Jim was a good guy. But nevermind that.

Nevermind that he paid out thousands to irate bookies, nevermind that he paid special attention to every executive assistant he ever knocked up. He was kind, wholesome, and decent on most levels, but let us put that aside.

Jim had pride to deal with, pride and fear. He'd made enemies, clawing his way to the top, drinking from a ceramic cup while the rest of us sipped from foam and imagined him dead. No one saw it coming.

His door was locked that day--no one saw him jump. He liked to lock his door and turn out the light...must have felt we'd all imagined him gone, but we knew better: we knew Jim was always in there. But no one knew he'd left, through the back way.

They found him splattered, of course. Twenty-two floors of gravity will have that impact on a man's body, even a man as callous as Jim. Brains don't squash like mellons--oh, they splatter, but not absolutely. There's a greased sack of skin to hold them in and they whoosh out only through common orifices--ears, eyes, nose--and one or two others that the impact provides. But much stays within the shattered pulp of the skull, undulating on the sidewalk below.

None saw it coming. When the cops came to open the door, none had the key.
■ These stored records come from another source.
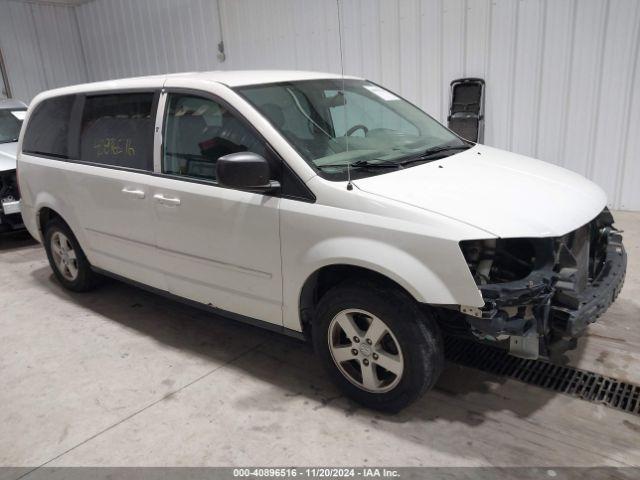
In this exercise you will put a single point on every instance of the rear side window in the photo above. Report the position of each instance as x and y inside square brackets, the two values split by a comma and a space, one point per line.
[117, 129]
[48, 128]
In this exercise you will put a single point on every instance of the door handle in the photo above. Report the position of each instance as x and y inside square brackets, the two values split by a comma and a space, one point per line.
[166, 200]
[133, 192]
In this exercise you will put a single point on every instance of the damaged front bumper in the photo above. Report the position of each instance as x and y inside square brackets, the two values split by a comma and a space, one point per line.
[543, 313]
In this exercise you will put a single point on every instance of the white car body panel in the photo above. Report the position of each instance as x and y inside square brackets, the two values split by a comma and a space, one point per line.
[501, 192]
[251, 253]
[8, 152]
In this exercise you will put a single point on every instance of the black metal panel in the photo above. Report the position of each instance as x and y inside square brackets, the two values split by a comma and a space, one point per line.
[583, 384]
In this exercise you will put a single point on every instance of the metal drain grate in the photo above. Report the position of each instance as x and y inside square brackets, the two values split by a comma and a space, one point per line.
[558, 378]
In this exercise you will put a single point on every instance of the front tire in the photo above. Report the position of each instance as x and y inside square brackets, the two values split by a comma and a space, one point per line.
[67, 260]
[377, 344]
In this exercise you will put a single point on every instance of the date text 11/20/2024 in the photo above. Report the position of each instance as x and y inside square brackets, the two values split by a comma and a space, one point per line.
[320, 472]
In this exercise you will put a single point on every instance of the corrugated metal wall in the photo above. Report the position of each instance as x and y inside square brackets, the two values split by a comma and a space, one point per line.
[41, 47]
[562, 75]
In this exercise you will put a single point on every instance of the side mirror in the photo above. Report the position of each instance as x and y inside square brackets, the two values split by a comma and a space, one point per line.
[245, 171]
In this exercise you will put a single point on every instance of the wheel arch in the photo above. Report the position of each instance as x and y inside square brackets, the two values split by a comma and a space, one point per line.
[322, 279]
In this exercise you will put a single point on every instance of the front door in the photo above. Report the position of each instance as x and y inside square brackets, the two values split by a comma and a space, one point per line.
[217, 246]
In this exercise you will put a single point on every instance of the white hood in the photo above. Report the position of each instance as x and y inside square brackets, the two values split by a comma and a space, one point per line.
[8, 152]
[503, 193]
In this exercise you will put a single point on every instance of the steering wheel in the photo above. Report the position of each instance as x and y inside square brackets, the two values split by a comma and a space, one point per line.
[355, 128]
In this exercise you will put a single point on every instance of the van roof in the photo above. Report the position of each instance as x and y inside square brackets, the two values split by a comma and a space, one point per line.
[231, 78]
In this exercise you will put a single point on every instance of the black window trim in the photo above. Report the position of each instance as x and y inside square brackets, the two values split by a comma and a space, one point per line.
[77, 119]
[51, 156]
[309, 195]
[75, 123]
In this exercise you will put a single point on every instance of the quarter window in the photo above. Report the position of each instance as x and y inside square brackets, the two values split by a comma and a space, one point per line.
[48, 129]
[198, 131]
[117, 129]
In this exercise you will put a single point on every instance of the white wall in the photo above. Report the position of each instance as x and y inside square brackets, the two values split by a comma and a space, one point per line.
[562, 75]
[41, 47]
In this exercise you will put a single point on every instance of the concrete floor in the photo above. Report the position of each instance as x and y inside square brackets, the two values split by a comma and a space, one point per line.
[122, 377]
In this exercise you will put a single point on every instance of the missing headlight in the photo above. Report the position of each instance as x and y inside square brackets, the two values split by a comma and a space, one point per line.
[501, 260]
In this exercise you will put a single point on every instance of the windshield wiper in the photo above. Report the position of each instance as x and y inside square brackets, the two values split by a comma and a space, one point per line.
[364, 164]
[429, 153]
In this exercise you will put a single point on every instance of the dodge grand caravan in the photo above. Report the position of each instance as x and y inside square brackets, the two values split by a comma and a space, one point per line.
[324, 207]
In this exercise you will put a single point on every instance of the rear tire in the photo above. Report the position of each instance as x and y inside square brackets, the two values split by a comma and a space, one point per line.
[378, 346]
[67, 260]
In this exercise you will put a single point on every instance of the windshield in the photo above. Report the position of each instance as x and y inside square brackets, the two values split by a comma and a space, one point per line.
[362, 126]
[10, 123]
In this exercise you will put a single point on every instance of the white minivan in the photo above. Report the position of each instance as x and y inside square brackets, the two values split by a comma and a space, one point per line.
[320, 206]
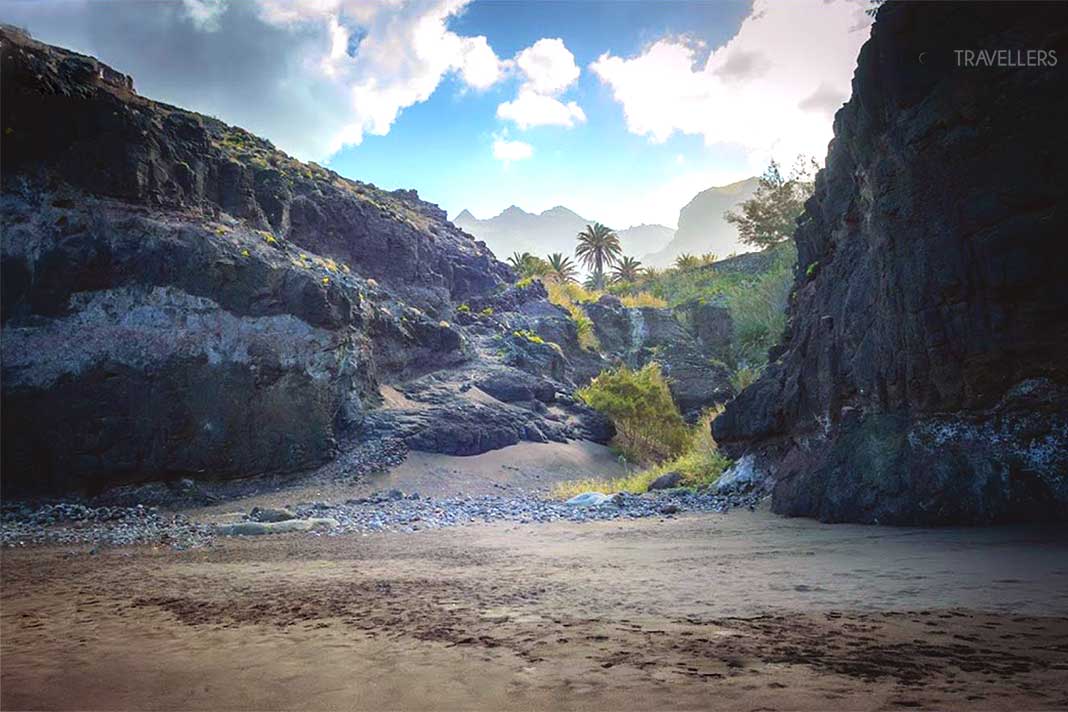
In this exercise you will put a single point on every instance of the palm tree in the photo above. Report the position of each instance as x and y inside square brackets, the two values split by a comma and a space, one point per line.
[561, 267]
[627, 269]
[686, 260]
[527, 265]
[598, 248]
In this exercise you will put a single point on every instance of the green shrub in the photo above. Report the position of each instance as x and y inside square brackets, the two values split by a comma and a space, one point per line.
[647, 423]
[743, 377]
[758, 310]
[529, 335]
[569, 297]
[701, 464]
[643, 299]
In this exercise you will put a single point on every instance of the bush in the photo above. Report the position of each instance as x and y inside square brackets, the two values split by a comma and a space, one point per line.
[758, 310]
[701, 464]
[647, 423]
[569, 297]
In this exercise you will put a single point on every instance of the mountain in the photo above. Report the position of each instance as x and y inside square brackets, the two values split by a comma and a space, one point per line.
[923, 376]
[552, 231]
[702, 226]
[183, 300]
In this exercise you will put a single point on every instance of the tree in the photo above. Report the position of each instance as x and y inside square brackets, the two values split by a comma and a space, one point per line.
[598, 249]
[770, 216]
[627, 269]
[561, 268]
[686, 260]
[528, 266]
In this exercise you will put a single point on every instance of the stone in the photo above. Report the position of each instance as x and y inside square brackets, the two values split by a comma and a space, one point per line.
[589, 500]
[270, 515]
[666, 481]
[922, 376]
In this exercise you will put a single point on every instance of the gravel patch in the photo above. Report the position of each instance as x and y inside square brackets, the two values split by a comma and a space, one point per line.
[395, 511]
[24, 524]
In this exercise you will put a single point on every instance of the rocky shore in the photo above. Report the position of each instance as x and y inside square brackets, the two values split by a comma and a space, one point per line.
[24, 524]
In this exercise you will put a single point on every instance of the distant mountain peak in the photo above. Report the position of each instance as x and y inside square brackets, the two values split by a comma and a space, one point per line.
[513, 210]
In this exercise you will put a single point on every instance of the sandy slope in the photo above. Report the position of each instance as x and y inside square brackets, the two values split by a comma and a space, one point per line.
[740, 611]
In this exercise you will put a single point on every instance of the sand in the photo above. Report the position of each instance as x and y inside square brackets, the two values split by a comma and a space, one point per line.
[739, 611]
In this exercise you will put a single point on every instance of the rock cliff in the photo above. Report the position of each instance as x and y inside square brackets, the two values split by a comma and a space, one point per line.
[923, 377]
[182, 299]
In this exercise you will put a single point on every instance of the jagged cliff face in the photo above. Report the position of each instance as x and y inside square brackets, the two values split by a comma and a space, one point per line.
[923, 375]
[181, 299]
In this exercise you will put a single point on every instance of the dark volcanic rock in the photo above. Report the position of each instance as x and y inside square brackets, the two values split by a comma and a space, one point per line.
[181, 300]
[688, 343]
[924, 369]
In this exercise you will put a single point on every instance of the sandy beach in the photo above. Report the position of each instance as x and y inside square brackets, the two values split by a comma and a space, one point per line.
[739, 611]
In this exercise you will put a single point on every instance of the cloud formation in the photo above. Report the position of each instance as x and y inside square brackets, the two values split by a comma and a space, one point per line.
[511, 151]
[768, 90]
[312, 76]
[548, 69]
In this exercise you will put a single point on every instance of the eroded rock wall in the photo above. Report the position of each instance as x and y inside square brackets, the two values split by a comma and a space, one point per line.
[922, 377]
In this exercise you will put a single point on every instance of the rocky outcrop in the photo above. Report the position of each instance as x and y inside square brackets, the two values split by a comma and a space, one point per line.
[922, 378]
[182, 300]
[689, 342]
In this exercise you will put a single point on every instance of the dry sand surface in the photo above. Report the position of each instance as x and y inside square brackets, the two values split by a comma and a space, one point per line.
[740, 611]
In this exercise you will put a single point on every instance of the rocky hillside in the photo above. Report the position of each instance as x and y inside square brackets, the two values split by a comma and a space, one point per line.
[923, 377]
[183, 300]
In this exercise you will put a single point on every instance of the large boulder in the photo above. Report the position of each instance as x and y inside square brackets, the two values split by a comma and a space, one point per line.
[688, 342]
[923, 375]
[183, 300]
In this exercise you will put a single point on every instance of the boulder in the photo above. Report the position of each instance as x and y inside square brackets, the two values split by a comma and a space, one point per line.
[270, 515]
[261, 528]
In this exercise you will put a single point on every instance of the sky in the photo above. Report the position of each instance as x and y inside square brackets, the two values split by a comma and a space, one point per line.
[621, 110]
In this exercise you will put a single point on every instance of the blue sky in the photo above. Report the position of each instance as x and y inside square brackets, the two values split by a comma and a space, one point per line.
[619, 110]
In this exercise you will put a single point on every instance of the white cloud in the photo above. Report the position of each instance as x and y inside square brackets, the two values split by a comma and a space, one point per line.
[532, 109]
[205, 13]
[480, 66]
[511, 151]
[548, 66]
[768, 89]
[387, 57]
[548, 69]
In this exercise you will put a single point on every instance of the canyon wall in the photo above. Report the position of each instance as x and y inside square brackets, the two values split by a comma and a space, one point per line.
[923, 377]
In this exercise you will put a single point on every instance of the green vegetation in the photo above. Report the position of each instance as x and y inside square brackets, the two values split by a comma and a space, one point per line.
[598, 249]
[561, 268]
[528, 266]
[627, 269]
[770, 216]
[569, 297]
[529, 335]
[648, 426]
[643, 299]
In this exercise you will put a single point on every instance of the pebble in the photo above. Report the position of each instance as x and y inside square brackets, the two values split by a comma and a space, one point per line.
[66, 523]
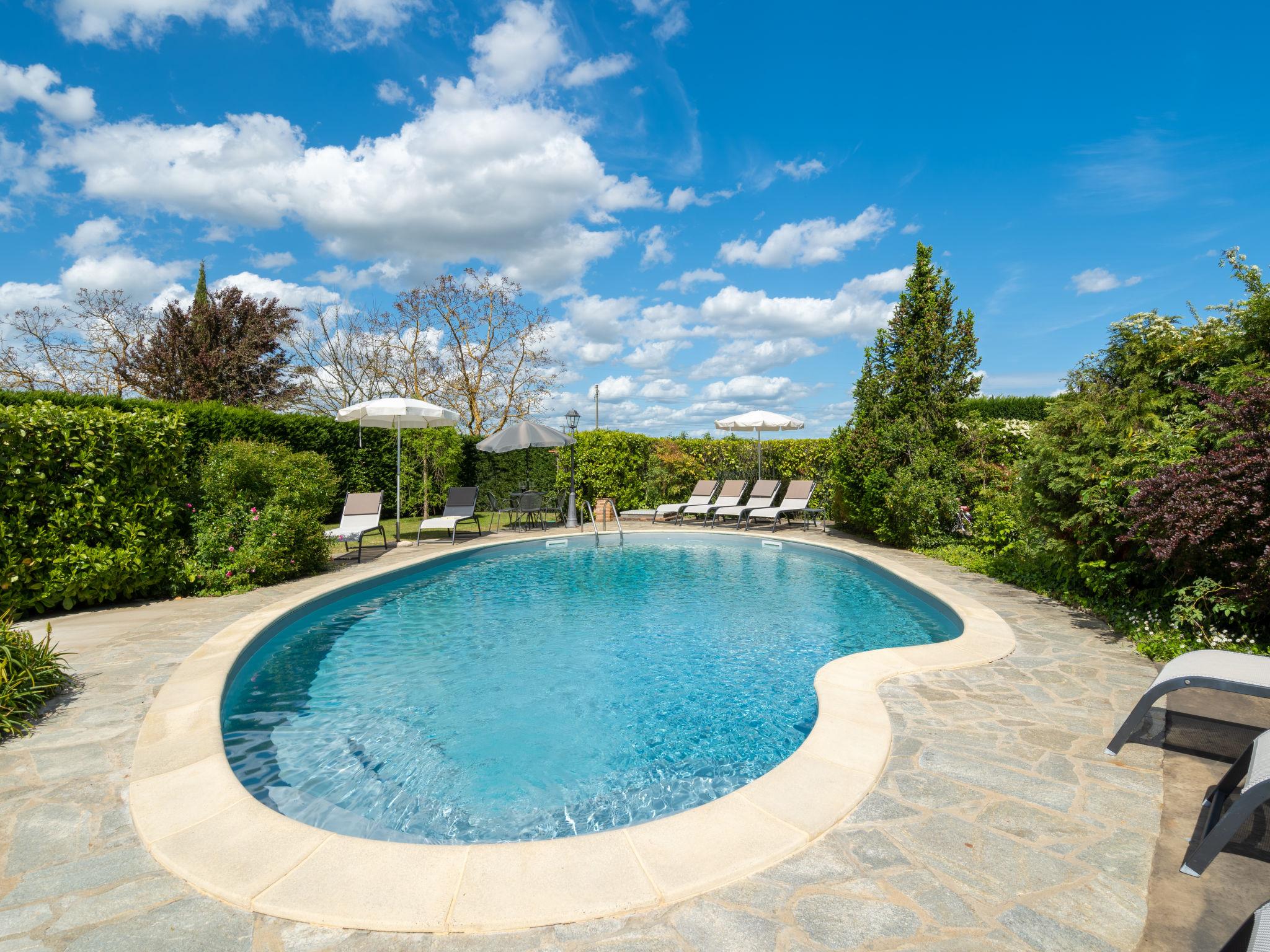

He'd written his note in the dwimmering of humanity's last stand, he'd written it electronically. Too bright to merely hit ctrl-S, he'd "saved as" text only. His note, which caused at least one hardened veteran of the NYPD to cry real tears, salt tears, was saved in text-only format. Jim wouldn't let any of Microsoft's blasted preformatting follow him to the grave: he'd said what he wanted to say, and that only. And he'd saved. (Good thing, too, lest some well-meaning law-enforcement agent click an X and Jim go bye-bye.) We love him for this.

He shall be missed.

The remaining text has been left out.